The thought still bouncing around my brain pan is this one: What is the huge allure with breaking personal best records? I understand the recklessness of youth. I was very reckless myself at times but I thought of ways that my recklessness could put me down for good. Now, like an earlier poster said, every dive I make is breaking another record. The pure joy of breathing underwater, seeing critters, after dive drinkies, funny dive buddies...what more, than doing it for the next thirty years, is there?
Sasquatch has it right--diving should not be about records, but about seeing what's there, enjoying being weightless, swimming amoungst some of the most unique diving environments in the world (Puget Sound), and seeing the unique critters that live there.

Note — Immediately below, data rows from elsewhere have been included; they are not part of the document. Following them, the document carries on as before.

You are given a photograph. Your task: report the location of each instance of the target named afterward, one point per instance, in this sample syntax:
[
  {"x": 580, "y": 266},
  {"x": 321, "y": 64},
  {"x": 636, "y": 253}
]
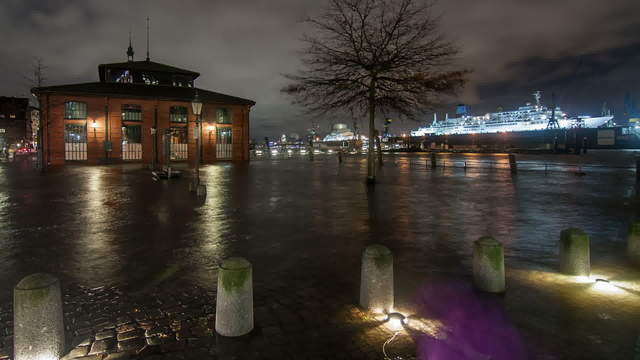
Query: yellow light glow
[
  {"x": 584, "y": 279},
  {"x": 394, "y": 324},
  {"x": 606, "y": 287}
]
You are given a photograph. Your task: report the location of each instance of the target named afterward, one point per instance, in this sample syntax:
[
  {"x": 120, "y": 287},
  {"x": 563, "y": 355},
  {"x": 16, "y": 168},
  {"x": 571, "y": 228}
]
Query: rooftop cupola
[{"x": 130, "y": 50}]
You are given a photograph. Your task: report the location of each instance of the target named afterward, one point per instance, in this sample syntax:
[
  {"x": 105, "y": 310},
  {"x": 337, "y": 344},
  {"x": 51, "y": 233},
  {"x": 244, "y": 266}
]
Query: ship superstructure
[{"x": 530, "y": 117}]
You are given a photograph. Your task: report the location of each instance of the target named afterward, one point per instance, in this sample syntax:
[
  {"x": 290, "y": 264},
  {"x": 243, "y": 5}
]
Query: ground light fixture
[
  {"x": 196, "y": 106},
  {"x": 396, "y": 322}
]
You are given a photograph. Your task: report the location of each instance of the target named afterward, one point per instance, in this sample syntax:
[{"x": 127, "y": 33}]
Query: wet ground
[{"x": 138, "y": 255}]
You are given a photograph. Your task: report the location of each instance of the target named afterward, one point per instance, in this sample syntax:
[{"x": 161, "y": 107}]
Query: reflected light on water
[{"x": 598, "y": 284}]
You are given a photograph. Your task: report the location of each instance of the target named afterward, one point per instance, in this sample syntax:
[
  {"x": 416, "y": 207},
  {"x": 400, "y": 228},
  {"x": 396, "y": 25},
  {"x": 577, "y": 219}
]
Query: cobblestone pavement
[
  {"x": 303, "y": 225},
  {"x": 105, "y": 323}
]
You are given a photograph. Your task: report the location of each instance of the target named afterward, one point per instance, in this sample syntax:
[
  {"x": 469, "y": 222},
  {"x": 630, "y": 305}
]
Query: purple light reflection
[{"x": 474, "y": 327}]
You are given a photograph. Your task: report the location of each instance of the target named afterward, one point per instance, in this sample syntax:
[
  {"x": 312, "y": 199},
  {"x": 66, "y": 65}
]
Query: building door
[
  {"x": 75, "y": 142},
  {"x": 179, "y": 147},
  {"x": 132, "y": 142},
  {"x": 224, "y": 143}
]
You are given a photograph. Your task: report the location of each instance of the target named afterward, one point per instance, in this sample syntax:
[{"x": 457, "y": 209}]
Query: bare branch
[{"x": 382, "y": 54}]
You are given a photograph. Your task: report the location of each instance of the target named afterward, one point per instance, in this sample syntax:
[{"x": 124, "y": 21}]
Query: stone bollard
[
  {"x": 574, "y": 252},
  {"x": 38, "y": 330},
  {"x": 513, "y": 164},
  {"x": 234, "y": 304},
  {"x": 633, "y": 242},
  {"x": 488, "y": 265},
  {"x": 376, "y": 279}
]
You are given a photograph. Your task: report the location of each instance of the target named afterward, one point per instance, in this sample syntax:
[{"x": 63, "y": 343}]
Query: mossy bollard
[
  {"x": 633, "y": 242},
  {"x": 488, "y": 265},
  {"x": 376, "y": 281},
  {"x": 234, "y": 304},
  {"x": 38, "y": 330},
  {"x": 513, "y": 164},
  {"x": 574, "y": 252}
]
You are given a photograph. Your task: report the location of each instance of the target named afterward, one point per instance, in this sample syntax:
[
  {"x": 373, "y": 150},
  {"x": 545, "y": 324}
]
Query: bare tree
[{"x": 375, "y": 56}]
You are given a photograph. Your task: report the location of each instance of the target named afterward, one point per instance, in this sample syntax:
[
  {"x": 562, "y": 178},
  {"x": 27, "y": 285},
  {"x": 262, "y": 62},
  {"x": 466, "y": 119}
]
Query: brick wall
[{"x": 107, "y": 112}]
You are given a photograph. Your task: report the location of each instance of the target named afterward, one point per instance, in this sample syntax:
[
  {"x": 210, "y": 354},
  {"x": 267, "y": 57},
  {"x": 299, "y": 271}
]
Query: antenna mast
[
  {"x": 147, "y": 38},
  {"x": 553, "y": 122}
]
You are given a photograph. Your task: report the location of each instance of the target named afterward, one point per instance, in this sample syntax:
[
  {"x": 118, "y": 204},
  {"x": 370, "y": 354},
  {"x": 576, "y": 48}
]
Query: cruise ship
[{"x": 526, "y": 118}]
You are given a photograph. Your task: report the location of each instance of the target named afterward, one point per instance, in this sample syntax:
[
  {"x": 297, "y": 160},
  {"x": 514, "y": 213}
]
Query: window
[
  {"x": 223, "y": 116},
  {"x": 125, "y": 77},
  {"x": 178, "y": 114},
  {"x": 149, "y": 79},
  {"x": 132, "y": 134},
  {"x": 75, "y": 110},
  {"x": 131, "y": 112}
]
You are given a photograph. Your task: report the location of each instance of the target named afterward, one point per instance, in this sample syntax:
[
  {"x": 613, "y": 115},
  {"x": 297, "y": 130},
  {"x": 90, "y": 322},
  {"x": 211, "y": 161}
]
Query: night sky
[{"x": 586, "y": 51}]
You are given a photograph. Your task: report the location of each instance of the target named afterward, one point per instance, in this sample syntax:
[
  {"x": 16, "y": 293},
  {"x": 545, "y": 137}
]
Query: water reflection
[{"x": 300, "y": 221}]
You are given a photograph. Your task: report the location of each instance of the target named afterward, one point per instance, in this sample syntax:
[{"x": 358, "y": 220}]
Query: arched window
[
  {"x": 223, "y": 116},
  {"x": 178, "y": 114},
  {"x": 75, "y": 110}
]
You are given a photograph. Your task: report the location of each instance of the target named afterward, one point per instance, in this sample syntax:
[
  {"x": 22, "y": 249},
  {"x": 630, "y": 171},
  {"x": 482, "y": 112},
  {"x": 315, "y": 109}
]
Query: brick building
[
  {"x": 14, "y": 113},
  {"x": 140, "y": 111}
]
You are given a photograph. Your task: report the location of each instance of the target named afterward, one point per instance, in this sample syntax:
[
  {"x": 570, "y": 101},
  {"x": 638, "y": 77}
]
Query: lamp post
[{"x": 196, "y": 106}]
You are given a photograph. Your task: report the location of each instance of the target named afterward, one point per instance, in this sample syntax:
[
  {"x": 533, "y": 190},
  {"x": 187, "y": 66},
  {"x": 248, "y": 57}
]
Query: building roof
[
  {"x": 160, "y": 92},
  {"x": 147, "y": 65}
]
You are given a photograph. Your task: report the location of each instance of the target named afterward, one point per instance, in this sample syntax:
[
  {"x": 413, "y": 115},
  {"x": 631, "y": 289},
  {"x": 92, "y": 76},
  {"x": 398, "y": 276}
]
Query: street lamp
[{"x": 196, "y": 106}]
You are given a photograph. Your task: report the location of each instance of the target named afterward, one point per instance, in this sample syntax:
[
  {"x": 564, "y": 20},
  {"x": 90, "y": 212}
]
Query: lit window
[
  {"x": 178, "y": 114},
  {"x": 149, "y": 79},
  {"x": 75, "y": 110},
  {"x": 131, "y": 112},
  {"x": 125, "y": 77},
  {"x": 223, "y": 116}
]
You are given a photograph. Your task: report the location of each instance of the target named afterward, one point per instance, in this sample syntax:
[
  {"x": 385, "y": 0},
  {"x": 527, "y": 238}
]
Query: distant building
[
  {"x": 14, "y": 113},
  {"x": 140, "y": 111},
  {"x": 340, "y": 132},
  {"x": 631, "y": 111}
]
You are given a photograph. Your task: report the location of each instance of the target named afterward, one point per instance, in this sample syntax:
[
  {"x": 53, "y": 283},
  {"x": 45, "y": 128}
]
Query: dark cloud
[{"x": 243, "y": 47}]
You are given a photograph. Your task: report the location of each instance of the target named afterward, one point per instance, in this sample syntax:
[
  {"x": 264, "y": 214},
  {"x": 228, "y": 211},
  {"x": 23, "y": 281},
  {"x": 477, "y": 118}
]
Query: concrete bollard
[
  {"x": 574, "y": 252},
  {"x": 376, "y": 281},
  {"x": 513, "y": 164},
  {"x": 234, "y": 304},
  {"x": 37, "y": 318},
  {"x": 488, "y": 265},
  {"x": 201, "y": 190},
  {"x": 633, "y": 242}
]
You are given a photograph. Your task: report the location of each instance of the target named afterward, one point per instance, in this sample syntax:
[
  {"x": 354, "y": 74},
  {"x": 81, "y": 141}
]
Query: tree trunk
[
  {"x": 379, "y": 147},
  {"x": 371, "y": 160}
]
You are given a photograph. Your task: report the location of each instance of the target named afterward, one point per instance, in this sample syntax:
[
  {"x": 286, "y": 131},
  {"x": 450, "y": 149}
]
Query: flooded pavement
[{"x": 125, "y": 246}]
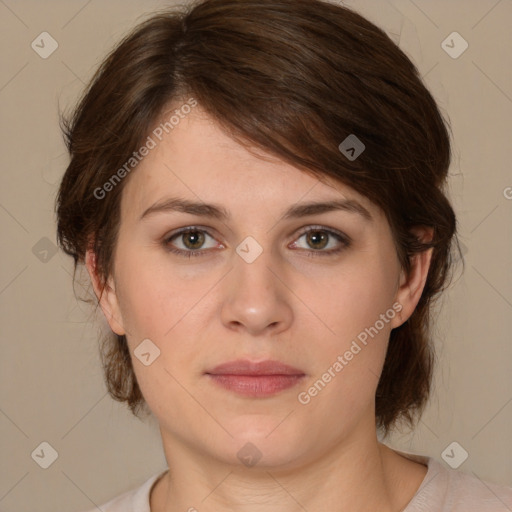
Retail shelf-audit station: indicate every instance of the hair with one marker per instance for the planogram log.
(294, 78)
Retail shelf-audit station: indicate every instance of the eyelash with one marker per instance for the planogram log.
(344, 239)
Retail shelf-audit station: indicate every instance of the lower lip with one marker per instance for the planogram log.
(256, 385)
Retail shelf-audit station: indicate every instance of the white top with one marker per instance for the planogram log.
(442, 490)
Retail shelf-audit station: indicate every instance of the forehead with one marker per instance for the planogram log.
(198, 160)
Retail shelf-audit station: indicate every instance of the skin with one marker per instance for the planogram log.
(304, 311)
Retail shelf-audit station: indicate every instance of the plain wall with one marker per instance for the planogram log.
(51, 382)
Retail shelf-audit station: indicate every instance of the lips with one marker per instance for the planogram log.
(245, 367)
(255, 380)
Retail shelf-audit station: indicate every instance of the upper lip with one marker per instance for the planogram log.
(246, 367)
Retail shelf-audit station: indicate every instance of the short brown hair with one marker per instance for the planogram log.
(294, 77)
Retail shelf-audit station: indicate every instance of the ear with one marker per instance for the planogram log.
(106, 295)
(411, 286)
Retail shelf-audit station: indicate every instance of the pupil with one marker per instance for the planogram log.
(193, 235)
(318, 236)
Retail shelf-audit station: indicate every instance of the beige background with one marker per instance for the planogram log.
(51, 382)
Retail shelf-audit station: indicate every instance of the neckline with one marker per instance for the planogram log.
(145, 492)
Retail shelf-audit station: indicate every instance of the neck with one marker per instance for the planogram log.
(337, 480)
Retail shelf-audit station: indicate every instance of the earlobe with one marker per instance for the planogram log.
(106, 295)
(411, 286)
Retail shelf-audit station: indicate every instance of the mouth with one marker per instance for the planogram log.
(256, 380)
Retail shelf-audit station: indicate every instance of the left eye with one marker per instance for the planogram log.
(317, 238)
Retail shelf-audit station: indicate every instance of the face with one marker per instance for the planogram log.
(319, 290)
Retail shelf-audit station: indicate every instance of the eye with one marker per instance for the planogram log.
(319, 238)
(192, 239)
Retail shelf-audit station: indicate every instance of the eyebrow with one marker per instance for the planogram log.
(174, 204)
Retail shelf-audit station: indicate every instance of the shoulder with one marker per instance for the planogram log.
(447, 490)
(134, 500)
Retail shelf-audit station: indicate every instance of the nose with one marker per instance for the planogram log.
(256, 299)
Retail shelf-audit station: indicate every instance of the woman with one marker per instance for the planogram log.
(256, 190)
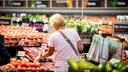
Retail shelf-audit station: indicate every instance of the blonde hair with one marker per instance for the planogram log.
(56, 21)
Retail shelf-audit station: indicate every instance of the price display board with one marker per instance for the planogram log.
(15, 3)
(5, 21)
(117, 3)
(94, 3)
(120, 28)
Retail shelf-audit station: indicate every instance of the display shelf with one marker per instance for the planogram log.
(86, 11)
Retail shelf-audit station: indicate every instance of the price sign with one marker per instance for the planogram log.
(94, 3)
(120, 28)
(122, 3)
(113, 60)
(21, 53)
(5, 21)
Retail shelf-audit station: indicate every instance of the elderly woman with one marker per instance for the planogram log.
(58, 45)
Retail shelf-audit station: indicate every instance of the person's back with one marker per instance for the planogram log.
(4, 55)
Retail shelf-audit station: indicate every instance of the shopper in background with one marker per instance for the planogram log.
(4, 55)
(59, 46)
(46, 27)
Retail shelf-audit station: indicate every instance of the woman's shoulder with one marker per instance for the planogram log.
(70, 29)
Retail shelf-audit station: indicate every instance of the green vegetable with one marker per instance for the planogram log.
(84, 65)
(100, 68)
(108, 67)
(124, 68)
(73, 64)
(114, 70)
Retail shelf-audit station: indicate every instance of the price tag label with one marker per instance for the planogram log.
(21, 53)
(113, 60)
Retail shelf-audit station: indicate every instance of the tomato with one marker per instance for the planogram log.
(43, 68)
(37, 64)
(23, 68)
(18, 68)
(33, 68)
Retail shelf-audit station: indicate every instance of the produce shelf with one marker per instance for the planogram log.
(78, 11)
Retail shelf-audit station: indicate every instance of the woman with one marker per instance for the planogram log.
(4, 55)
(58, 45)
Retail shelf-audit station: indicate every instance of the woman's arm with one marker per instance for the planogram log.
(49, 52)
(46, 54)
(80, 45)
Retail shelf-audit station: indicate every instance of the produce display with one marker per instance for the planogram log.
(107, 29)
(33, 52)
(82, 64)
(82, 26)
(19, 35)
(6, 68)
(91, 24)
(23, 64)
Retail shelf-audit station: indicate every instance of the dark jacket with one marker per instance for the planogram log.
(4, 55)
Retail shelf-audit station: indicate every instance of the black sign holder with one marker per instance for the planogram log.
(120, 28)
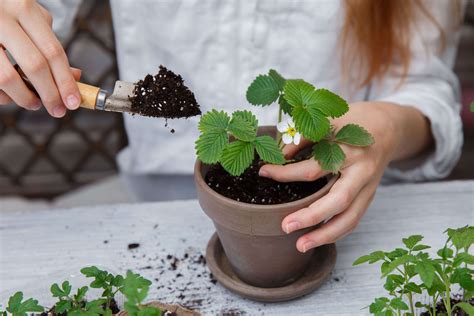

Records, or personal bests, are a misconception of what diving is about. Some of this I lay on the TV programs, and the other media which promote diving. I've dived for over 40 years, and my deepest dives were to about 200 feet, and there are only two of those dives. One was in the USAF, and we ended up aborting when we did not find the bottom looking for a helicopter lost near an island in the Ryuku Islands; and the other was in Warm Mineral Springs while working with an underwater archeological project, with fixed hose-lines for decompression and O2 decompression from 20 feet to the surface. Diving doesn't have to be deep to be interesting.

John
 
rjack321, you described pretty much every cold water dive location all over North America, including where I live and dive. Not to be argumentative with you, but I haven't heard of a single publicized diver incident in our area since 2 years ago, and that was a female diver who suffered a brain hemorrhage unrelated to diving itself, it just happened to occur while she was u/w. I think this is an easy way of passing it off as something it isn't. I'm thinking it's an area specific problem, and not due to the conditions - you train for and adapt to your particular dive location and conditions.
I can imagine an area that is perhaps difficult to "conquer", and having that reputation among divers, and then each diver (especially the new or foolhearty) tries to push the limits to see if they'll be succesful, only with tragic consequences. Sad, really.
P.S. rjack321, what did you mean by "OOA is a serious event and has been leading to a couple AGEs..."? I know what an AGE is, but what is an OOA?
 
DivetheRock:
rjack321, you described pretty much every cold water dive location all over North America, including where I live and dive. Not to be argumentative with you, but I haven't heard of a single publicized diver incident in our area since 2 years ago, and that was a female diver who suffered a brain hemorrhage unrelated to diving itself, it just happened to occur while she was u/w. I think this is an easy way of passing it off as something it isn't. I'm thinking it's an area specific problem, and not due to the conditions - you train for and adapt to your particular dive location and conditions.
I can imagine an area that is perhaps difficult to "conquer", and having that reputation among divers, and then each diver (especially the new or foolhearty) tries to push the limits to see if they'll be succesful, only with tragic consequences. Sad, really.
P.S. rjack321, what did you mean by "OOA is a serious event and has been leading to a couple AGEs..."? I know what an AGE is, but what is an OOA?

OOA = Out of air

To some extent this is just like any other cold water location, yes. Although some of other places are pretty hard to get really deep really fast. Like NY/NJ, you're way way offshore before you're at 200ft. Ditto for Maine.

There's 300+ft of ocean within swimming distance of shore here.